Statistical Evaluation of Different Mathematical Models for Diffusion Weighted Imaging of Prostate Cancer Xenografts in Mice

Front Oncol. 2021 May 26:11:583921. doi: 10.3389/fonc.2021.583921. eCollection 2021.

Abstract

Purpose: To evaluate fitting quality and repeatability of four mathematical models for diffusion weighted imaging (DWI) during tumor progression in mouse xenograft model of prostate cancer.

Methods: Human prostate cancer cells (PC-3) were implanted subcutaneously in right hind limbs of 11 immunodeficient mice. Tumor growth was followed by weekly DWI examinations using a 7T MR scanner. Additional DWI examination was performed after repositioning following the fourth DWI examination to evaluate short term repeatability. DWI was performed using 15 and 12 b-values in the ranges of 0-500 and 0-2000 s/mm2, respectively. Corrected Akaike information criteria and F-ratio were used to evaluate fitting quality of each model (mono-exponential, stretched exponential, kurtosis, and bi-exponential).
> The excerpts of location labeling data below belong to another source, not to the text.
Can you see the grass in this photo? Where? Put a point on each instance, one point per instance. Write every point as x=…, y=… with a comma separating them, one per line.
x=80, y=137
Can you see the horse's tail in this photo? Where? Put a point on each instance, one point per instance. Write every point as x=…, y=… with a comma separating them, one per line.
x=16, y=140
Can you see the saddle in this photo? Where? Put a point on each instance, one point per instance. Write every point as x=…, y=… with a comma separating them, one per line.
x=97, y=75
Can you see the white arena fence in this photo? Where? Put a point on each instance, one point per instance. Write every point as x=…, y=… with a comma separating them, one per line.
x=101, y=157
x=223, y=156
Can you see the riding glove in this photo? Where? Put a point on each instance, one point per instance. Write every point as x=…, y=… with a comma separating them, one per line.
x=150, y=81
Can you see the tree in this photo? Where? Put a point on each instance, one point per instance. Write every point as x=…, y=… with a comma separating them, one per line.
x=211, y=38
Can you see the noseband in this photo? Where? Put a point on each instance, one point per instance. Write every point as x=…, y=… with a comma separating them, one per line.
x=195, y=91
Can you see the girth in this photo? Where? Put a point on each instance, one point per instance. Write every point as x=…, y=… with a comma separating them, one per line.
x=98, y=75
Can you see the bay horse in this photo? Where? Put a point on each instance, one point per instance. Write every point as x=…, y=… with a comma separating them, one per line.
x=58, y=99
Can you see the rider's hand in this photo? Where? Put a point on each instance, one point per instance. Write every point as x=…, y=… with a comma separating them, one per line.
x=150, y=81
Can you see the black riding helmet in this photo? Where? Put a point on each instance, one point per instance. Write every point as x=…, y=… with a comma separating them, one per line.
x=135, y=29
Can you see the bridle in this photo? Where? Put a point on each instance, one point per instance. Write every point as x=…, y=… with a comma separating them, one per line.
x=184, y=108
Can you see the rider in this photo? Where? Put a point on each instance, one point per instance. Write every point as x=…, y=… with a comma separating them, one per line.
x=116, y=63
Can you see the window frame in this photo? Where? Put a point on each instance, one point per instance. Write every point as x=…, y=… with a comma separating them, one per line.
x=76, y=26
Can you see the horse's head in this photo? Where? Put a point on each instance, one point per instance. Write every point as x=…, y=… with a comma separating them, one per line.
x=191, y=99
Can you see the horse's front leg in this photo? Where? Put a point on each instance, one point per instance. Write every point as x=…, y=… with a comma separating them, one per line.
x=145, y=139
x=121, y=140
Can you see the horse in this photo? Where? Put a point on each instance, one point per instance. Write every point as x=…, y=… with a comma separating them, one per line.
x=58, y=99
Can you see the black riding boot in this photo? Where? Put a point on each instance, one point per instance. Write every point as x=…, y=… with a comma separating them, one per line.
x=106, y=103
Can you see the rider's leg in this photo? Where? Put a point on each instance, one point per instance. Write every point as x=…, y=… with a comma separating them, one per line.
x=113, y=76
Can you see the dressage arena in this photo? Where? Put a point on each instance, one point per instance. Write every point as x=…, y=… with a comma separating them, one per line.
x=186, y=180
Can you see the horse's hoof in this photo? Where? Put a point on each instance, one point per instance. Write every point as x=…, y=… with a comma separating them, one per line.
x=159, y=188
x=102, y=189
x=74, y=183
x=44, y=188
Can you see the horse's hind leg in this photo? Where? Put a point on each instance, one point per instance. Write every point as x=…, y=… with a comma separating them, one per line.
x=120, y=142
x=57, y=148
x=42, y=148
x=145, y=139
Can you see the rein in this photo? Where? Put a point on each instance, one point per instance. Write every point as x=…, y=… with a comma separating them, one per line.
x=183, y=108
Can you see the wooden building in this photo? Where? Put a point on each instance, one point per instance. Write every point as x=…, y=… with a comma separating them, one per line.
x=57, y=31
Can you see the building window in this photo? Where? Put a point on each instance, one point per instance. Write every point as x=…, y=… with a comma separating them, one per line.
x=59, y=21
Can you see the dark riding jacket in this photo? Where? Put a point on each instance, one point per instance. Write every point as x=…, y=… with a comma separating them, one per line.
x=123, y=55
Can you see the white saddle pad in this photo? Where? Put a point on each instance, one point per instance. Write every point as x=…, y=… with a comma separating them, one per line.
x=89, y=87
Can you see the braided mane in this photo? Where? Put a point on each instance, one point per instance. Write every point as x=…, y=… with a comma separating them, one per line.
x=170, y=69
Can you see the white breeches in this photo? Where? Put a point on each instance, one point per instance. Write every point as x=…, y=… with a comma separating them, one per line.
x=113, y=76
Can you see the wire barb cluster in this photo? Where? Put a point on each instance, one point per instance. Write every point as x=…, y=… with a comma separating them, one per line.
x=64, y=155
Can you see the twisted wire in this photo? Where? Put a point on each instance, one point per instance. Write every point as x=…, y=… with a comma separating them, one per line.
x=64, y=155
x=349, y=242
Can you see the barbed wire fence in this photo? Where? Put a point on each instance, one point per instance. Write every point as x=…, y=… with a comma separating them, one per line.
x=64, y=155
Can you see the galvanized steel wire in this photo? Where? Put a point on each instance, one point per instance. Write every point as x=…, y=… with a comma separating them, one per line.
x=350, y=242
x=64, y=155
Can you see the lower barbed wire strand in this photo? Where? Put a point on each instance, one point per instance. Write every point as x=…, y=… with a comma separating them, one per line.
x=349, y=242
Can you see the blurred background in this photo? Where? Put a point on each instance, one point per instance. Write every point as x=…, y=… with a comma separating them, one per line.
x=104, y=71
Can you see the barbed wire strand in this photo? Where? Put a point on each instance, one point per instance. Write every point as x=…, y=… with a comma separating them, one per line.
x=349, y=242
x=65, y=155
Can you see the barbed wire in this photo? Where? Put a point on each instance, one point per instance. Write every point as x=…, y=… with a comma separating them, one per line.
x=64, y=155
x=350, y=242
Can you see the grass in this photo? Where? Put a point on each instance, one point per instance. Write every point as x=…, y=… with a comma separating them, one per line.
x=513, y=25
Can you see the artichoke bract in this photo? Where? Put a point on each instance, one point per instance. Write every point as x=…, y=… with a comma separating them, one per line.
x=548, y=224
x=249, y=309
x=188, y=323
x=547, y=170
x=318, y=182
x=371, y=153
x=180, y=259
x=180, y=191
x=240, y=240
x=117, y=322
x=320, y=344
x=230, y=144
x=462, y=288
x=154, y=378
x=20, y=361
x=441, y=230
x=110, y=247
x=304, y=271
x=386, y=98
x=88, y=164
Results: Significant changes were observed in DWI data during the tumor growth, indicated by ADCm, ADCs, and ADCk. Similar results were obtained using low as well as high b-values. No marked changes in model preference were present between the weeks 1-4. The parameters of the mono-exponential, stretched exponential, and kurtosis models had smaller confidence interval and coefficient of repeatability values than the parameters of the bi-exponential model.

Conclusion: Stretched exponential and kurtosis models showed better fit to DWI data than the mono-exponential model and presented with good repeatability.

Keywords: Akaike information criteria (AIC); F-ratio; PC-3 xenograft prostate tumors; diffusion weighted imaging; prostate cancer mouse model; repeatability.